La extrema buena voluntad de los adultos para aceptar casi cualquier requerimiento ordenado por la autoridad constituye el principal descubrimiento del estudio.

 Stanley Milgram (Los peligros de la obediencia, 1974)

El antidisturbios que golpea al anciano en youtube es su vecino, coincide con usted en el parque donde los hijos de ambos juegan juntos. La directora de la sucursal que le vendió preferentes a unos analfabetos está a su lado en la barra del bar, ha pedido el café exactamente como usted. El broker experto en evasión a paraísos fiscales se enamoró de la misma mujer que usted, y a él tampoco le hizo ningún caso. El CEO de la agencia de calificación sufre por su hija, que va por mal camino, como la de usted. La señora ministra, a la salida de su última reunión , no puede dejar de pensar en esa mancha que le ha salido en el brazo. El del medio de la troika toma las mismas pastillas que usted para poder dormir.
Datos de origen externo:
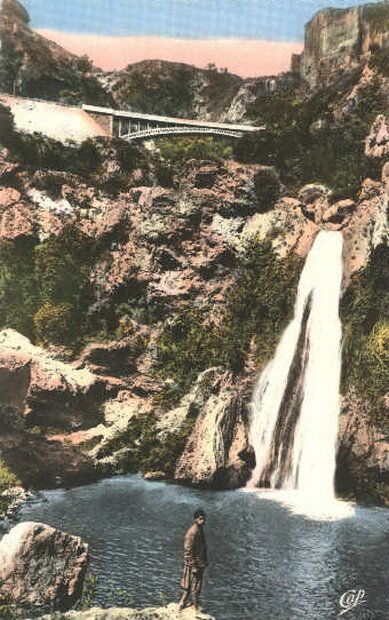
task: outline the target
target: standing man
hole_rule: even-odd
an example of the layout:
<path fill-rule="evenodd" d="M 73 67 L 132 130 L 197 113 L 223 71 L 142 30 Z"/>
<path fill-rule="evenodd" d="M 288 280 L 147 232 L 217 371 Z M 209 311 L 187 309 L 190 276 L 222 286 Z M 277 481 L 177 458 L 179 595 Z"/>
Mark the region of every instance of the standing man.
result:
<path fill-rule="evenodd" d="M 189 596 L 195 611 L 199 609 L 199 598 L 203 585 L 204 569 L 207 566 L 207 545 L 204 536 L 205 512 L 201 508 L 193 515 L 193 525 L 185 534 L 184 539 L 184 571 L 181 579 L 181 588 L 184 593 L 178 604 L 178 609 L 184 609 Z"/>

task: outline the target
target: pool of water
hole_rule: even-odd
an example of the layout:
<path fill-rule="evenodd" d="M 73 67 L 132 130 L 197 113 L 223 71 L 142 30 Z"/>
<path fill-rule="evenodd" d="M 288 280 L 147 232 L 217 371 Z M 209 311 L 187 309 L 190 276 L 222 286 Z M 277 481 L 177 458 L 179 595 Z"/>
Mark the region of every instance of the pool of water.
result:
<path fill-rule="evenodd" d="M 183 536 L 198 507 L 207 512 L 210 560 L 202 605 L 217 620 L 331 620 L 340 612 L 345 620 L 389 618 L 384 508 L 345 506 L 313 517 L 274 493 L 119 476 L 44 492 L 20 519 L 89 543 L 95 603 L 148 606 L 178 600 Z M 364 596 L 346 610 L 352 593 L 341 597 L 349 590 Z"/>

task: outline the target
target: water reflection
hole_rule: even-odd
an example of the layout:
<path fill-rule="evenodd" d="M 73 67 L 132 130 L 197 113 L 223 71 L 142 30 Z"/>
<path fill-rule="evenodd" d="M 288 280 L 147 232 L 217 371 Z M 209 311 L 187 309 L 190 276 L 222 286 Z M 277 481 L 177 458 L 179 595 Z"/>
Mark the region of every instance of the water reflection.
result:
<path fill-rule="evenodd" d="M 388 610 L 386 509 L 354 507 L 347 518 L 311 519 L 257 493 L 199 491 L 138 476 L 44 499 L 21 518 L 89 542 L 100 605 L 177 600 L 183 536 L 202 506 L 210 555 L 203 603 L 217 620 L 330 620 L 351 588 L 365 589 L 364 610 L 375 617 Z"/>

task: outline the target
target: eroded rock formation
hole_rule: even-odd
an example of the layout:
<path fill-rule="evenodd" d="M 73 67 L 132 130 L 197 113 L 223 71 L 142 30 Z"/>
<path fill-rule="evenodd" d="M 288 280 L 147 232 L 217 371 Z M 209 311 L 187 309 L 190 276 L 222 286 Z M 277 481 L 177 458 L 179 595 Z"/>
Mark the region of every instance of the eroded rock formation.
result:
<path fill-rule="evenodd" d="M 66 610 L 80 598 L 88 545 L 43 523 L 22 522 L 0 542 L 0 600 Z"/>

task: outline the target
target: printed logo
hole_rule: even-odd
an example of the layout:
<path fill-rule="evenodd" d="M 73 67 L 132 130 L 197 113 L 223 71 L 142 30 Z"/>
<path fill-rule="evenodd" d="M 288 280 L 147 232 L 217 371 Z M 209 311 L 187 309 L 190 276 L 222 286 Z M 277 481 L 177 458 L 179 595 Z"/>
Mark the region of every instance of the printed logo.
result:
<path fill-rule="evenodd" d="M 342 611 L 339 612 L 338 617 L 343 616 L 343 614 L 363 603 L 366 603 L 365 590 L 347 590 L 347 592 L 343 592 L 339 599 Z"/>

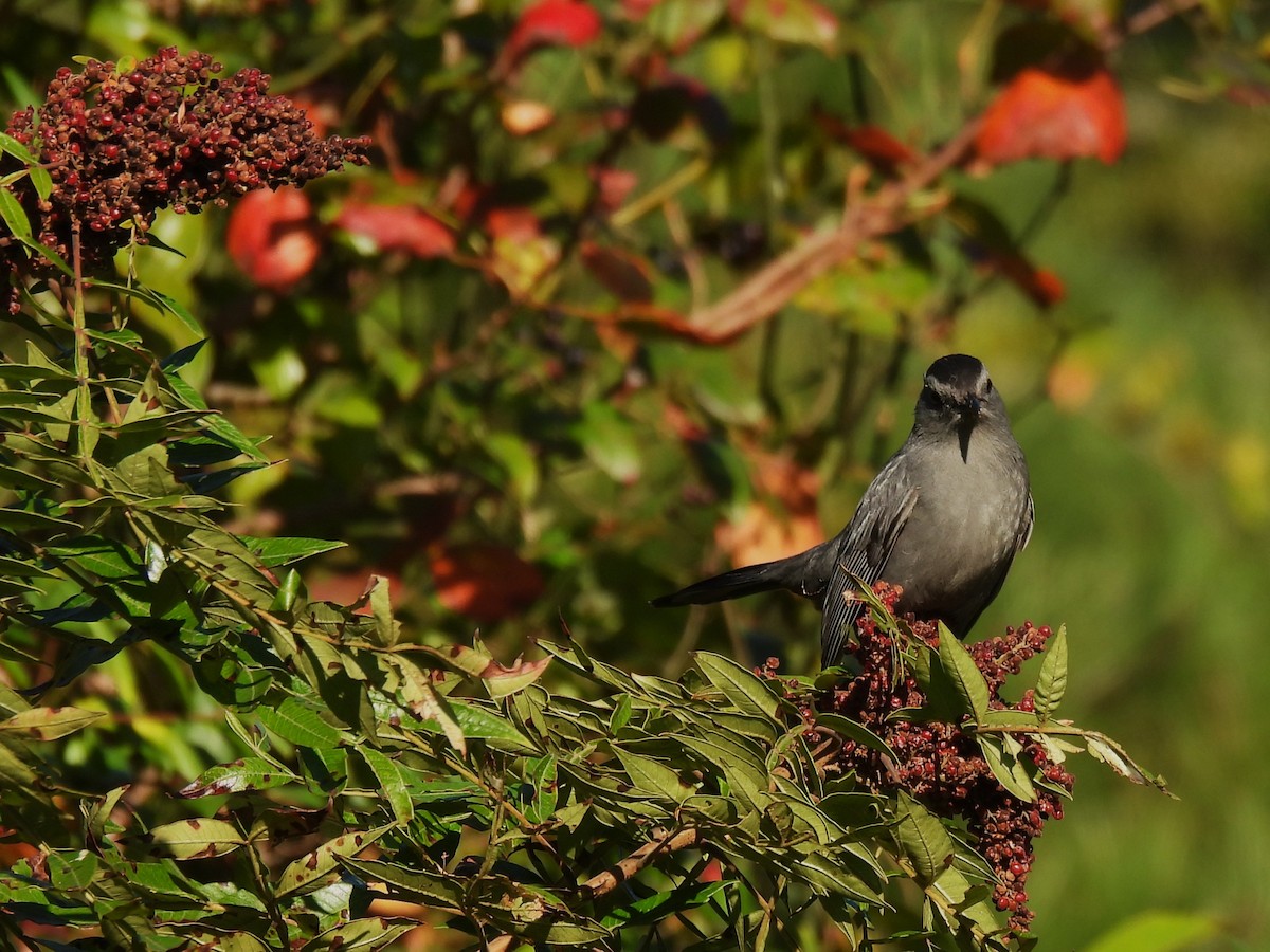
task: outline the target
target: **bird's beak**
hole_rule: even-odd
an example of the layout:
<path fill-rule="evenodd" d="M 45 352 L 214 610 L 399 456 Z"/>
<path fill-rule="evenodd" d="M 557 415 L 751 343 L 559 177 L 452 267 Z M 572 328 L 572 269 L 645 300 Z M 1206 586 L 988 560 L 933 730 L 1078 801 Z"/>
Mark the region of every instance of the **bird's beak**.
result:
<path fill-rule="evenodd" d="M 970 430 L 979 424 L 979 413 L 983 405 L 979 397 L 969 397 L 963 405 L 960 419 L 958 420 L 956 435 L 961 447 L 961 462 L 968 462 L 970 456 Z"/>

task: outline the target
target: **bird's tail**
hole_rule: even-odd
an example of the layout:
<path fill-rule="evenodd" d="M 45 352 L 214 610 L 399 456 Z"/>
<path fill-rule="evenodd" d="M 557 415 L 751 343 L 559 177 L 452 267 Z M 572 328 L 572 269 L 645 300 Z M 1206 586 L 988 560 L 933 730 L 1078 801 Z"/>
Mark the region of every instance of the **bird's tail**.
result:
<path fill-rule="evenodd" d="M 726 602 L 730 598 L 753 595 L 758 592 L 796 588 L 798 579 L 794 578 L 795 572 L 792 571 L 795 569 L 792 562 L 796 559 L 798 556 L 794 556 L 792 559 L 780 559 L 775 562 L 733 569 L 730 572 L 704 579 L 669 595 L 654 598 L 650 604 L 654 608 L 706 605 L 712 602 Z M 798 572 L 798 575 L 801 578 L 801 572 Z"/>

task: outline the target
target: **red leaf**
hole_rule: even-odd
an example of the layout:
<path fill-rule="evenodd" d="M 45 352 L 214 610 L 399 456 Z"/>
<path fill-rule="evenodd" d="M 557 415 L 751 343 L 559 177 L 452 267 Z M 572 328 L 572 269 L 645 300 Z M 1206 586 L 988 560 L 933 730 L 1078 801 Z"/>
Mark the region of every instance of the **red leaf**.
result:
<path fill-rule="evenodd" d="M 989 254 L 986 264 L 1017 286 L 1038 307 L 1052 307 L 1067 297 L 1062 278 L 1052 270 L 1038 268 L 1019 253 Z"/>
<path fill-rule="evenodd" d="M 451 612 L 497 622 L 542 593 L 542 575 L 505 546 L 433 546 L 428 552 L 437 598 Z"/>
<path fill-rule="evenodd" d="M 587 270 L 615 297 L 645 305 L 653 301 L 650 268 L 643 258 L 596 241 L 584 241 L 580 251 Z"/>
<path fill-rule="evenodd" d="M 321 251 L 312 206 L 291 187 L 243 195 L 230 212 L 225 245 L 244 274 L 274 291 L 307 274 Z"/>
<path fill-rule="evenodd" d="M 1101 63 L 1077 57 L 1020 70 L 988 107 L 975 146 L 993 165 L 1083 156 L 1110 165 L 1125 137 L 1124 95 L 1115 77 Z"/>
<path fill-rule="evenodd" d="M 455 236 L 450 228 L 413 206 L 348 201 L 335 225 L 352 235 L 370 239 L 381 251 L 441 258 L 455 250 Z"/>
<path fill-rule="evenodd" d="M 894 175 L 899 166 L 911 165 L 917 152 L 906 146 L 881 126 L 848 126 L 836 116 L 815 112 L 817 124 L 838 142 L 843 142 L 878 171 Z"/>
<path fill-rule="evenodd" d="M 495 239 L 531 241 L 542 236 L 538 216 L 528 208 L 490 208 L 485 213 L 485 227 Z"/>
<path fill-rule="evenodd" d="M 538 0 L 521 13 L 507 53 L 517 60 L 537 46 L 585 46 L 599 36 L 599 14 L 582 0 Z"/>

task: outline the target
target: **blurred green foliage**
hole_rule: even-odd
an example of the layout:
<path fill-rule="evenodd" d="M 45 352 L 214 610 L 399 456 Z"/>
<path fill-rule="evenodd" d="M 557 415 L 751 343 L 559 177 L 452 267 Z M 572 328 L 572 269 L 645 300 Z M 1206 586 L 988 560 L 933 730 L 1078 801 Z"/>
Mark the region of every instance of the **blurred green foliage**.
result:
<path fill-rule="evenodd" d="M 208 401 L 272 434 L 278 465 L 227 487 L 229 527 L 349 542 L 310 575 L 314 594 L 351 602 L 377 571 L 437 642 L 479 623 L 511 656 L 564 619 L 631 670 L 677 677 L 695 646 L 806 670 L 815 619 L 792 599 L 687 617 L 645 600 L 837 531 L 902 439 L 925 363 L 975 353 L 1013 410 L 1038 508 L 979 628 L 1066 622 L 1082 673 L 1069 708 L 1182 798 L 1082 774 L 1068 821 L 1039 843 L 1038 932 L 1083 948 L 1160 909 L 1212 919 L 1212 947 L 1262 944 L 1265 10 L 1208 3 L 1120 46 L 1119 162 L 952 171 L 919 198 L 982 209 L 969 232 L 923 212 L 720 345 L 677 320 L 855 198 L 865 160 L 818 117 L 927 154 L 991 99 L 1006 28 L 1096 30 L 1121 11 L 832 3 L 827 36 L 809 3 L 766 18 L 762 3 L 730 5 L 749 11 L 737 17 L 709 0 L 596 6 L 589 42 L 511 57 L 512 3 L 11 5 L 13 105 L 72 55 L 177 43 L 260 66 L 335 131 L 376 137 L 371 170 L 305 189 L 298 231 L 318 254 L 302 277 L 248 278 L 215 213 L 160 221 L 187 258 L 136 258 L 208 327 L 188 371 Z M 888 180 L 875 165 L 861 187 Z M 409 215 L 367 234 L 351 206 Z M 1038 307 L 1005 275 L 997 226 L 1011 254 L 1060 277 L 1062 301 Z M 192 343 L 170 315 L 135 320 L 159 352 Z M 230 759 L 216 706 L 164 659 L 124 652 L 79 685 L 130 712 L 130 736 L 71 757 L 103 758 L 118 782 L 161 765 L 147 778 L 160 787 Z"/>

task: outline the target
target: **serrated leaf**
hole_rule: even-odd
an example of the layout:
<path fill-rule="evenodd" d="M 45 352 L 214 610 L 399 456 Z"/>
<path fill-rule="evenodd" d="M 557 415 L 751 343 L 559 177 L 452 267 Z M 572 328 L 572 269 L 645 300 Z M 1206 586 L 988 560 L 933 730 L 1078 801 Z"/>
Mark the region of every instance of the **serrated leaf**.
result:
<path fill-rule="evenodd" d="M 1036 678 L 1035 711 L 1041 720 L 1049 720 L 1058 710 L 1067 691 L 1067 626 L 1059 627 L 1045 650 L 1045 659 Z"/>
<path fill-rule="evenodd" d="M 53 850 L 46 861 L 53 889 L 81 890 L 91 885 L 99 867 L 98 857 L 86 849 L 79 853 Z"/>
<path fill-rule="evenodd" d="M 272 790 L 298 782 L 298 777 L 290 770 L 279 770 L 277 764 L 258 757 L 246 757 L 204 770 L 197 779 L 182 787 L 177 796 L 215 797 L 253 790 Z"/>
<path fill-rule="evenodd" d="M 556 759 L 540 757 L 525 763 L 525 781 L 533 791 L 532 800 L 525 807 L 530 823 L 546 823 L 555 812 L 560 801 L 556 782 Z"/>
<path fill-rule="evenodd" d="M 895 751 L 892 750 L 890 744 L 865 727 L 862 724 L 852 721 L 850 717 L 843 717 L 842 715 L 836 713 L 817 712 L 815 726 L 831 730 L 838 736 L 848 737 L 857 744 L 864 744 L 871 750 L 879 750 L 895 763 L 899 763 L 899 757 L 897 757 Z"/>
<path fill-rule="evenodd" d="M 314 708 L 293 697 L 288 697 L 278 707 L 260 707 L 255 716 L 279 737 L 301 746 L 334 748 L 344 736 L 342 731 L 326 724 Z"/>
<path fill-rule="evenodd" d="M 513 751 L 536 750 L 511 721 L 476 702 L 451 699 L 455 722 L 467 739 L 481 739 Z"/>
<path fill-rule="evenodd" d="M 677 770 L 667 767 L 660 760 L 634 754 L 621 748 L 613 748 L 613 753 L 617 754 L 617 759 L 621 760 L 626 776 L 630 777 L 631 783 L 638 791 L 664 797 L 676 803 L 682 803 L 696 792 L 679 779 Z"/>
<path fill-rule="evenodd" d="M 518 658 L 511 668 L 504 668 L 494 661 L 481 673 L 481 680 L 485 683 L 485 691 L 489 692 L 489 696 L 498 701 L 518 691 L 525 691 L 542 677 L 542 671 L 547 669 L 550 663 L 550 658 L 540 658 L 537 661 L 526 661 Z"/>
<path fill-rule="evenodd" d="M 392 617 L 389 580 L 382 575 L 371 575 L 366 598 L 371 604 L 371 617 L 375 619 L 375 644 L 392 647 L 401 633 L 401 622 Z"/>
<path fill-rule="evenodd" d="M 392 899 L 453 910 L 466 904 L 465 881 L 457 876 L 406 869 L 378 859 L 338 857 L 338 862 L 366 882 L 382 882 Z"/>
<path fill-rule="evenodd" d="M 359 746 L 357 751 L 371 768 L 375 779 L 380 782 L 380 792 L 387 798 L 398 823 L 410 823 L 414 819 L 414 803 L 410 801 L 410 791 L 406 790 L 401 764 L 375 748 Z"/>
<path fill-rule="evenodd" d="M 386 948 L 417 923 L 390 923 L 387 919 L 354 919 L 314 935 L 301 946 L 302 952 L 354 952 Z"/>
<path fill-rule="evenodd" d="M 171 859 L 207 859 L 246 845 L 243 834 L 232 824 L 206 819 L 177 820 L 128 839 L 142 843 L 155 856 Z"/>
<path fill-rule="evenodd" d="M 321 538 L 255 538 L 253 536 L 240 536 L 239 541 L 246 546 L 260 560 L 262 565 L 269 569 L 278 569 L 283 565 L 298 562 L 301 559 L 311 559 L 324 552 L 334 552 L 344 548 L 347 542 L 329 542 Z"/>
<path fill-rule="evenodd" d="M 1151 773 L 1134 763 L 1133 758 L 1125 753 L 1125 749 L 1105 734 L 1086 731 L 1085 748 L 1095 760 L 1101 760 L 1121 777 L 1173 796 L 1168 791 L 1163 777 Z"/>
<path fill-rule="evenodd" d="M 781 702 L 776 693 L 748 668 L 710 651 L 693 654 L 697 668 L 715 688 L 744 713 L 763 715 L 776 721 Z M 773 735 L 775 739 L 775 735 Z"/>
<path fill-rule="evenodd" d="M 988 762 L 997 783 L 1020 800 L 1036 802 L 1036 787 L 1033 786 L 1031 772 L 1019 757 L 1019 751 L 1011 749 L 1019 748 L 1019 741 L 1008 734 L 1001 736 L 979 734 L 975 740 L 979 741 L 979 750 L 983 751 L 983 759 Z"/>
<path fill-rule="evenodd" d="M 685 882 L 677 890 L 657 892 L 617 906 L 601 920 L 601 924 L 610 927 L 655 925 L 677 913 L 709 905 L 715 897 L 723 896 L 728 889 L 726 882 Z"/>
<path fill-rule="evenodd" d="M 84 730 L 103 717 L 103 711 L 85 711 L 81 707 L 32 707 L 0 721 L 0 731 L 22 734 L 32 740 L 57 740 Z"/>
<path fill-rule="evenodd" d="M 354 830 L 326 840 L 307 856 L 293 861 L 278 878 L 277 895 L 286 896 L 305 887 L 316 887 L 339 867 L 340 857 L 351 857 L 376 843 L 396 824 L 377 826 L 373 830 Z"/>
<path fill-rule="evenodd" d="M 965 704 L 965 712 L 973 715 L 978 722 L 988 713 L 988 684 L 965 645 L 954 637 L 944 622 L 940 622 L 940 664 L 952 680 L 958 696 Z"/>
<path fill-rule="evenodd" d="M 956 844 L 944 824 L 904 791 L 897 795 L 895 839 L 917 875 L 926 882 L 933 881 L 956 853 Z"/>
<path fill-rule="evenodd" d="M 8 152 L 23 165 L 39 165 L 39 159 L 8 132 L 0 132 L 0 152 Z"/>
<path fill-rule="evenodd" d="M 9 232 L 19 240 L 32 239 L 30 220 L 8 185 L 0 185 L 0 220 L 4 220 Z"/>

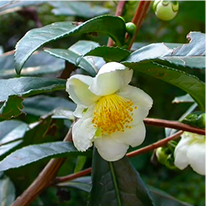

Por las calles, las universidades, las plantas nobles de los bancos, los palacios y los estadios de fútbol caminan algunos verdaderos psicópatas. Son muy pocos. Fanáticos hay unos cuantos más, pero siguen siendo minoría. El resto son personas como usted y como yo: personas normales, mediocres si me permiten, que en determinadas circunstancias pueden convertirse en torturadores. Sobre todo si cumplen órdenes de otros.

En julio de 1961, Stanley Milgram, psicólogo de la Universidad de Yale, realizó un histórico experimento.  En él intentaba medir hasta dónde llega la obediencia a la autoridad cuando se enfrenta a la conciencia personal. Los resultados sobrecogieron al propio Milgram.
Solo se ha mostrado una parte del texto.